Attraverso le loro domande, sovente mute, i giovani chiedono che sia indicato loro il senso, la chiamata/vocazione alla vita. Sì, la vocazione che vorrebbero ascoltare e discernere è la vocazione alla vita, al vivere che è la chiamata unica e irripetibile per ogni persona da parte di Dio, anche nella fede cristiana. Come tutti gli umani, anche i giovani sono chiamati a vivere in pienezza, a fare della propria vita, per quanto è possibile, un’opera d’arte consapevole: chiamati dunque alla felicità, perché la vita buona e bella sa anche dare la felicità. Nessuna visione banalmente ottimistica sul “duro mestiere di vivere”, ma se questo invito alla vita è rivolto a un giovane da chi ha fiducia e comunica fiducia, se è fatto nella piena gratuità, non per farlo entrare nella Chiesa, non per farne un discepolo, ma perché si vuole che diventi un soggetto capace di pienezza di vita, allora l’appello è veramente credibile. Solo degli anziani, degli adulti capaci di fiducia e dunque di fede sanno anche mostrare la gratuità della loro cura dei giovani e sono capaci di fare strada insieme a loro, verso la vita.

Accogliendo i giovani, nel monito presinodale Papa Francesco ha usato parole commoventi per loro, invitandoli al rischio, all’entusiasmo della fede e al gusto della ricerca. Ha chiesto loro di non temere, di non spaventarsi mai sui nuovi sentieri da percorrere. Nella domenica delle Palme ha chiesto loro di gridare perché, se non grideranno i giovani, grideranno le pietre, come aveva detto Gesù dopo il suo ingresso a Gerusalemme (cfr. Luca, 19, 40). Dunque i giovani non siano mai letti né fuori dalla Chiesa né come semplici destinatari delle parole della Chiesa, né senza i padri e le madri, senza gli anziani, perché solo tutti insieme, come un solo corpo, si cammina con fiducia e solo in comunione ci si salva.

Come un vaso d’argilla

«Come un vaso di argilla il corpo umano ha bisogno per prima cosa di venir purificato dall’acqua, quindi di essere reso saldo e perfetto per mezzo del fuoco spirituale cioè di Dio che è fuoco divorante. Poi deve accogliere in sé lo Spirito Santo, dal quale riceve la sua perfezione e da cui viene rinnovato: infatti il fuoco spirituale è anche in grado di irrigare e l’acqua spirituale può anche far divampare» (Didimo d’Alessandria).

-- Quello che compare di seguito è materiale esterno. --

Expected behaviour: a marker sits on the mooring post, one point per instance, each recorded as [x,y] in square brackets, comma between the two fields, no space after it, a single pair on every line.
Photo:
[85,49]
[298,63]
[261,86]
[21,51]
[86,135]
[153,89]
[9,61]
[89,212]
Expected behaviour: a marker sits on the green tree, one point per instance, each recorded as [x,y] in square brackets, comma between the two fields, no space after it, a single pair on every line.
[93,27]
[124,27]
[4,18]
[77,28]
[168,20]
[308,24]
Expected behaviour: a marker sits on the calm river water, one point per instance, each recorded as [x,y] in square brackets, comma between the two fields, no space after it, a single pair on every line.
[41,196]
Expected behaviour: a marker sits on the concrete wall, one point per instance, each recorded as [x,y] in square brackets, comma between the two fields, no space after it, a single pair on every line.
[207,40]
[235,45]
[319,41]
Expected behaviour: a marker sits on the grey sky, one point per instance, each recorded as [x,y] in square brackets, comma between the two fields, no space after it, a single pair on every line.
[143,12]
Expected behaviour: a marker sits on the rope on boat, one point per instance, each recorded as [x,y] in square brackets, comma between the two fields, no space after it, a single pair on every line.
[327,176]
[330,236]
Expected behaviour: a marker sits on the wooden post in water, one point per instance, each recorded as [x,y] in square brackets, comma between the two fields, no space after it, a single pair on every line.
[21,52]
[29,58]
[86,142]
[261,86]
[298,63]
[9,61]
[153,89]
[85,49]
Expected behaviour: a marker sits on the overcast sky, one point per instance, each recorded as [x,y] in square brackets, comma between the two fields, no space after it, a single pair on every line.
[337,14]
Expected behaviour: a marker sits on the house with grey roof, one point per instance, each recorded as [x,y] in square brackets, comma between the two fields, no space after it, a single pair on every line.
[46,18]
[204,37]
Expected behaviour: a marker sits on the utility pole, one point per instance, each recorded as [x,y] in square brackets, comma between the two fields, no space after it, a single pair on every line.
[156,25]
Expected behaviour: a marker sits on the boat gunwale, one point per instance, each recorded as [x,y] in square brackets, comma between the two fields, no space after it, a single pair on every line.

Cari amici oggi Gesù dopo averci donato la sua divinità prende la nostra carne per portarla dal Padre, un felice scambio tra Dio e noi e noi e Dio. Il cielo e la terra oggi sono un unicum e l’uomo non è più limitato al suo mondo, ma per il dono dello Spirito santo può capire, vivere, testimoniare la lingua di Dio tra gli uomini che cercano la felicità.

Viviamo bene questa settimana tra l’Ascensione e la Pentecoste, dicendo ogni giorno “Vieni Spirito santo, amico vero” e trovando il tempo per la santa messa oggi e domenica di Pentecoste.

Non spegnete il desiderio di Dio in voi.